Он в изнеможении сел на стул и глядел на нее.

„А я только что теперь проснулась; меня привезли в семь часов утра. Я была совсем пьяна“, прибавила она с улыбкою.

О, лучше бы ты была нема и лишена вовсе языка, чем произносить такие речи! Она вдруг показала ему как в панораме всю жизнь ее. Однакож, несмотря на это, скрепившись сердцем, решился попробовать он, не будут ли иметь над нею действия его увещания. Собравшись с духом, он дрожащим и вместе пламенным голосом начал представлять ей ужасное ее положение. Она слушала его с внимательным видом и с тем чувством удивления, которое мы изъявляем при виде чего-нибудь неожиданного и странного. Она взглянула, легко улыбнувшись, на сидевшую в углу свою приятельницу, которая, оставивши вычищать гребешок, тоже слушала со вниманием нового проповедника.

Правда, я беден“, сказал наконец после долгого и поучительного увещания Пискарев, „но мы станем трудиться; мы постараемся наперерыв, один перед другим, улучшить нашу жизнь. Нет ничего приятнее, как быть обязану во всем самому себе. Я буду сидеть за картинами, ты будешь, сидя возле меня, одушевлять мои труды, вышивать, или заниматься другим рукоделием, и мы ни в чем не будем иметь недостатка.“

„Как можно!“ прервала она речь с выражением какого-то презрения. „Я не прачка и не швея, чтобы стала заниматься работою.“

Боже! в этих словах выразилась вся низкая, вся презренная жизнь, — жизнь, исполненная пустоты и праздности, верных спутников разврата.

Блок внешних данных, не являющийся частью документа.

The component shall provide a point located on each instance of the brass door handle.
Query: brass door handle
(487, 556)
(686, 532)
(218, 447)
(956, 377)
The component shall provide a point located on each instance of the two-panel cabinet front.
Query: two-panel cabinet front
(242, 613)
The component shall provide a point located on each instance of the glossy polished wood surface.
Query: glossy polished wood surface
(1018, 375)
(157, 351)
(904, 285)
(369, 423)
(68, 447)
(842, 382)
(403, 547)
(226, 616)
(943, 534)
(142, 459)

„Женитесь на мне!“ подхватила с наглым видом молчавшая дотоле в углу ее приятельница. „Если я буду женою, я буду сидеть вот как!“ при этом она сделала какую-то глупую мину на жалком лице своем, которою чрезвычайно рассмешила красавицу.

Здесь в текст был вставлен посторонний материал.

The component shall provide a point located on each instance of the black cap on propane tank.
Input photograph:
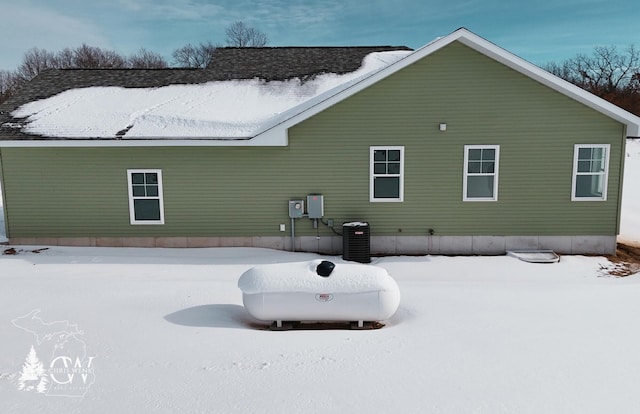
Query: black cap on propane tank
(325, 268)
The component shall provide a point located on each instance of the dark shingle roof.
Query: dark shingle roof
(272, 63)
(279, 63)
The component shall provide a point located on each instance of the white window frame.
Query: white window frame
(495, 173)
(373, 176)
(132, 198)
(604, 174)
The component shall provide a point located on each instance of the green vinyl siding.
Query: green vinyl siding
(244, 191)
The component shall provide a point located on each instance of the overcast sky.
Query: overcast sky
(538, 31)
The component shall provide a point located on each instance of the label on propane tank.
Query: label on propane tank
(324, 297)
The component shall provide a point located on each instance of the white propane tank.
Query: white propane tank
(300, 292)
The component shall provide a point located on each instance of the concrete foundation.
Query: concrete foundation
(380, 245)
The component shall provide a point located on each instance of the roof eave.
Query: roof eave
(267, 139)
(493, 51)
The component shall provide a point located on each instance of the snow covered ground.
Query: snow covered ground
(163, 330)
(169, 334)
(630, 216)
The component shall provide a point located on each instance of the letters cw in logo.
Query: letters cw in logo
(63, 370)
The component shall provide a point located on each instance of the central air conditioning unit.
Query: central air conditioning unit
(356, 242)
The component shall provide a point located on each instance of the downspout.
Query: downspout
(3, 198)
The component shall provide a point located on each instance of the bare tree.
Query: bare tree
(608, 73)
(604, 72)
(190, 56)
(89, 57)
(35, 61)
(9, 83)
(145, 59)
(241, 35)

О, это уже слишком! этого нет сил перенести. Он бросился вон, потерявши чувства и мысли. Ум его помутился: глупо, без цели, не видя ничего, не слыша, не чувствуя, бродил он весь день. Никто не мог знать, ночевал он где-нибудь или нет; на другой только день каким-то глупым инстинктом зашел он на свою квартиру, бледный, с ужасным видом, с растрепанными волосами, с признаками безумия на лице. Он заперся в свою комнату и никого не впускал, ничего не требовал. Протекли четыре дня, и его запертая комната ни разу не отворялась; наконец, прошла неделя, и комната всё так же была заперта. Бросились к дверям, начали звать его, но никакого не было ответа; наконец, выломали дверь и нашли бездыханный труп его с перерезанным горлом. Окровавленная бритва валялась на полу. По судорожно раскинутым рукам и по страшно искаженному виду можно было заключить, что рука его была неверна и что он долго еще мучился, прежде нежели грешная душа его оставила тело.

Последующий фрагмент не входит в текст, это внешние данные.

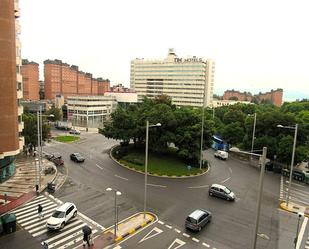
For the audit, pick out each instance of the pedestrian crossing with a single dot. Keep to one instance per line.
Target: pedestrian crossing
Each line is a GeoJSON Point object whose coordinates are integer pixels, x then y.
{"type": "Point", "coordinates": [299, 192]}
{"type": "Point", "coordinates": [71, 236]}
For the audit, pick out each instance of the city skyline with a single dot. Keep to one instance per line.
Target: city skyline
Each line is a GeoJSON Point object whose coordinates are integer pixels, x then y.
{"type": "Point", "coordinates": [254, 49]}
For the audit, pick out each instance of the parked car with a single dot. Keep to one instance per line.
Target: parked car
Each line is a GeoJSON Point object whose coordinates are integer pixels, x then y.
{"type": "Point", "coordinates": [57, 160]}
{"type": "Point", "coordinates": [61, 216]}
{"type": "Point", "coordinates": [73, 131]}
{"type": "Point", "coordinates": [76, 157]}
{"type": "Point", "coordinates": [198, 219]}
{"type": "Point", "coordinates": [221, 191]}
{"type": "Point", "coordinates": [221, 154]}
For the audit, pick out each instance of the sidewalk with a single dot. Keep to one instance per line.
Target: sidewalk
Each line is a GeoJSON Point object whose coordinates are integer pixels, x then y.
{"type": "Point", "coordinates": [20, 188]}
{"type": "Point", "coordinates": [125, 228]}
{"type": "Point", "coordinates": [295, 208]}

Так погиб, жертва безумной страсти, бедный Пискарев, тихий, робкий, скромный, детски-простодушный, носивший в себе искру таланта, быть может, со временем бы вспыхнувшего широко и ярко. Никто не поплакал над ним; никого не видно было возле его бездушного трупа, кроме обыкновенной фигуры квартального надзирателя и равнодушной мины городового лекаря. Гроб его тихо, даже без обрядов религии, повезли на Охту; за ним идучи, плакал один только солдат-сторож и то потому, что выпил лишний штоф водки. Даже поручик Пирогов не пришел посмотреть на труп несчастного бедняка, которому он при жизни оказывал свое высокое покровительство. Впрочем ему было вовсе не до того: он был занят чрезвычайным происшествием. Но обратимся к нему. — Я не люблю трупов и покойников и мне всегда неприятно, когда переходит мою дорогу длинная погребальная процессия и инвалидный солдат, одетый каким-то капуцином, нюхает левою рукою табак, потому что правая занята факелом. Я всегда чувствую на душе досаду при виде богатого катафалка и бархатного гроба; но досада моя смешивается с грустью, когда я вижу, как ломовой извозчик тащит красный, ничем не покрытый гроб бедняка и только одна какая-нибудь нищая, встретившись на перекрестке, плетется за ним, не имея другого дела.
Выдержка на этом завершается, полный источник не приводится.